Mais rien n’est simple : lorsque les démocrates abordent effectivement les migrations, ou la criminalité souvent marginale qui y est liée, c’est souvent l’extrême droite qui l’emporte au final, comme on l’a vu aux Pays-Bas. Parce que, comme le disait Jean-Marie Le Pen : l’électeur préfère le goût du vrai. Et l’extrême droite s’est imposée partout comme le spécialiste de la migration et de la sécurité. L’électeur n’est pas différent du client ou du patient : il va droit au spécialiste.

 

De la démagogie à la pédagogie

Cela étant, les démocrates ont une responsabilité plus globale, que les partis de gauche en particulier feraient bien de considérer avant de hurler. Ils ont cessé d’expliquer, d’éduquer. Le slogan a pris le pas sur le programme. L’injure et la polémique aussi. Sur les réseaux sociaux, des politiciens crient au raciste, à l’islamophobe, au transphobe, à l’homophobe, au rythme d’une mitrailleuse, hystérisant le discours tout en le rendant d’autant plus confus pour l’électeur lambda.

Pour se convaincre de l’inefficacité totale de ces méthodes, il suffit de constater que ces accusations de racisme en rafale s’accompagnent d’une libération décomplexée de la parole raciste, antisémite, antimusulmane, homophobe, absolument effarante. Cela contribue à rendre la société de plus en plus clivante et même les partis de gestion les plus raisonnables se laissent tirer vers l’une ou l’autre l’extrême.

Or, ce n’est pas en clivant plus qu’on va apaiser la société et tant qu’on ne l’apaise pas, les deux extrêmes vont continuer à proliférer, en se faisant des courtes échelles mutuelles très efficaces. Pour les deux.

Mais si l’on veut vraiment tirer un parallèle avec le nazisme, je rappelle qu’à l’époque de la république de Weimar, les deux extrêmes, gauche et droite, s’y livraient bataille jusque dans la rue. Et là encore, c’est celle qui incarnait l’ordre qui a gagné.

 

Les vrais problèmes des vrais gens

Enfin, à lire les tweets de certains députés (H/F/X), on se demande s’ils parlent encore du citoyen et de ses problèmes — comme l’exprimait la candidate socialiste française Daphna Poznanski en 2012 : « les vrais problèmes des vrais gens ». L’expression a beau sembler ridicule, elle traduit une réalité : partout en Europe, l’extrême droite est parvenue à faire croire qu’elle allait résoudre ces problèmes. Redresser les pays. Donner plus d’emploi. Quod non, généralement.
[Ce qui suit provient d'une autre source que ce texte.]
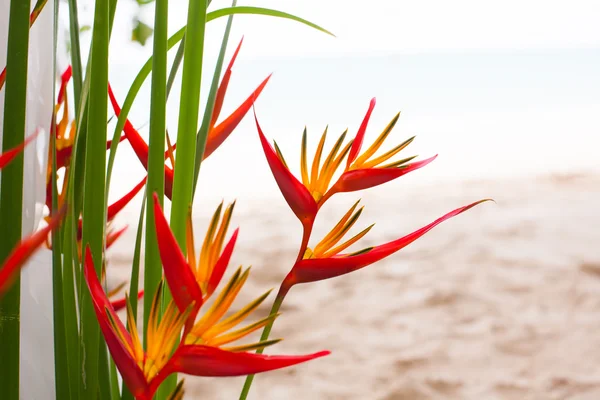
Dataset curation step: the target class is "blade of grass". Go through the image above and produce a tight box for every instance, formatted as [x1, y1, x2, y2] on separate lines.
[207, 6, 335, 36]
[0, 0, 30, 400]
[165, 0, 207, 400]
[142, 0, 168, 346]
[51, 0, 71, 399]
[121, 191, 147, 400]
[170, 0, 207, 253]
[79, 0, 109, 400]
[146, 0, 170, 400]
[167, 34, 185, 99]
[108, 6, 333, 195]
[192, 0, 237, 197]
[69, 0, 83, 115]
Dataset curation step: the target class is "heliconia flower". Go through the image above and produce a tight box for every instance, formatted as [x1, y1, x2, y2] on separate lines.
[322, 98, 437, 202]
[102, 272, 144, 311]
[0, 207, 66, 297]
[46, 66, 125, 209]
[78, 176, 148, 236]
[280, 199, 489, 294]
[84, 247, 328, 400]
[108, 41, 271, 198]
[254, 113, 319, 247]
[0, 129, 40, 169]
[256, 99, 435, 217]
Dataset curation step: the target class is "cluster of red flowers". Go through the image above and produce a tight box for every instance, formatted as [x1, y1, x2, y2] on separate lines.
[0, 38, 485, 399]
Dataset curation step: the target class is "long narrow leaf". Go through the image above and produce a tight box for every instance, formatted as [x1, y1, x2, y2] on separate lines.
[192, 0, 237, 196]
[0, 0, 30, 400]
[121, 192, 147, 400]
[80, 0, 110, 400]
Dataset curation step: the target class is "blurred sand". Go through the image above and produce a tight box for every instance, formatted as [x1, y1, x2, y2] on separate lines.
[109, 174, 600, 400]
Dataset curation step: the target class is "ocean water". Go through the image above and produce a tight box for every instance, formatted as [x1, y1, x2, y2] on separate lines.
[106, 47, 600, 209]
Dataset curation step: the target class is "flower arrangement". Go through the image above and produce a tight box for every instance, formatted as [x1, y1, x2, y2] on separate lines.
[0, 0, 486, 400]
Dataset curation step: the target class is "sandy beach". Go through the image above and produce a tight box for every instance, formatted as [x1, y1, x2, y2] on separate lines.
[109, 170, 600, 400]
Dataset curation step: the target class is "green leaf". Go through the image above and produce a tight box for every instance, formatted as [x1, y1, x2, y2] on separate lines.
[193, 0, 237, 197]
[206, 6, 335, 36]
[142, 0, 169, 399]
[131, 16, 155, 46]
[0, 0, 30, 400]
[121, 191, 147, 400]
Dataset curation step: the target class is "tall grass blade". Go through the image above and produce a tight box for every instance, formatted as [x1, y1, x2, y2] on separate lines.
[142, 0, 168, 356]
[69, 0, 83, 114]
[192, 0, 237, 197]
[0, 0, 30, 400]
[79, 0, 109, 400]
[121, 191, 146, 400]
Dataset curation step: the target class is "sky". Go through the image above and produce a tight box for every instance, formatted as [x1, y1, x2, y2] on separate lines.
[178, 0, 600, 57]
[57, 0, 600, 206]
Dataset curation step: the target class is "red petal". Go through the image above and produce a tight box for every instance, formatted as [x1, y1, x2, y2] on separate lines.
[108, 84, 175, 199]
[206, 228, 240, 296]
[204, 75, 271, 159]
[0, 129, 40, 169]
[108, 84, 148, 169]
[168, 345, 329, 376]
[0, 207, 67, 297]
[110, 290, 144, 311]
[254, 113, 317, 226]
[0, 67, 6, 89]
[346, 97, 375, 168]
[327, 155, 437, 197]
[210, 36, 244, 128]
[84, 246, 148, 396]
[288, 199, 489, 285]
[154, 193, 202, 312]
[56, 65, 73, 104]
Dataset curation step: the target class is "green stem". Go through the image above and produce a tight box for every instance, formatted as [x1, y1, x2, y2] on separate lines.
[171, 0, 207, 247]
[240, 289, 287, 400]
[192, 0, 237, 196]
[69, 0, 83, 115]
[121, 192, 147, 400]
[79, 0, 109, 400]
[146, 0, 170, 399]
[144, 0, 168, 347]
[0, 0, 30, 400]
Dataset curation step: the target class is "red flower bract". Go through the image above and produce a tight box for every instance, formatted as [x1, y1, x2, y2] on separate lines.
[283, 199, 489, 292]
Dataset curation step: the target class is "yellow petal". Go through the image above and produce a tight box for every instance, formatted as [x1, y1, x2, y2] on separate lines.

C’est peut-être la clé de la vraie solution. Marine Le Pen a brillamment démontré l’irréalisme de ses solutions lors des deux débats présidentiels qui l’ont opposée à Emmanuel Macron, qui s’est patiemment employé à détricoter son programme. C’est donc bien que l’on peut intéresser l’électeur en révélant la vacuité des discours des démagogues en démontrant, interview après interview, son imposture. En confrontant systématiquement les Bardella et compagnie à l’inanité de leurs promesses, et à leur méconnaissance crasse des dossiers, patiemment et implacablement. Mais sans animosité particulière, parce que la virulence ne convainc plus.

Ce serait évidemment plus simple si l’extrême gauche cessait de mettre le feu et si les partis voués à la gestion — toutes orientations confondues — cessaient eux aussi de promettre monts et merveilles, tombant à leur tour dans le populisme des promesses, croyant ainsi battre les extrêmes sur leur propre terrain. I’ve got news for you : ça ne fonctionne pas !

Le nécessaire pouvoir de séduction des démocrates s’émousse dans les surenchères populistes. Elle se niche au contraire dans le réalisme, la pédagogie, le sérieux, la présentation de bilans concrets.

Ou comme le disait le publicitaire David Ogilvy : « dites la vérité, mais rendez-la intéressante ».

Mais comme toujours, il se peut que je me trompe…

(1) En réalité, le FPÖ avait déjà participé à un gouvernement dans les années 80, mais il n’avait pas encore le profil ultranationaliste que lui a ensuite imprimé Jörg Haider.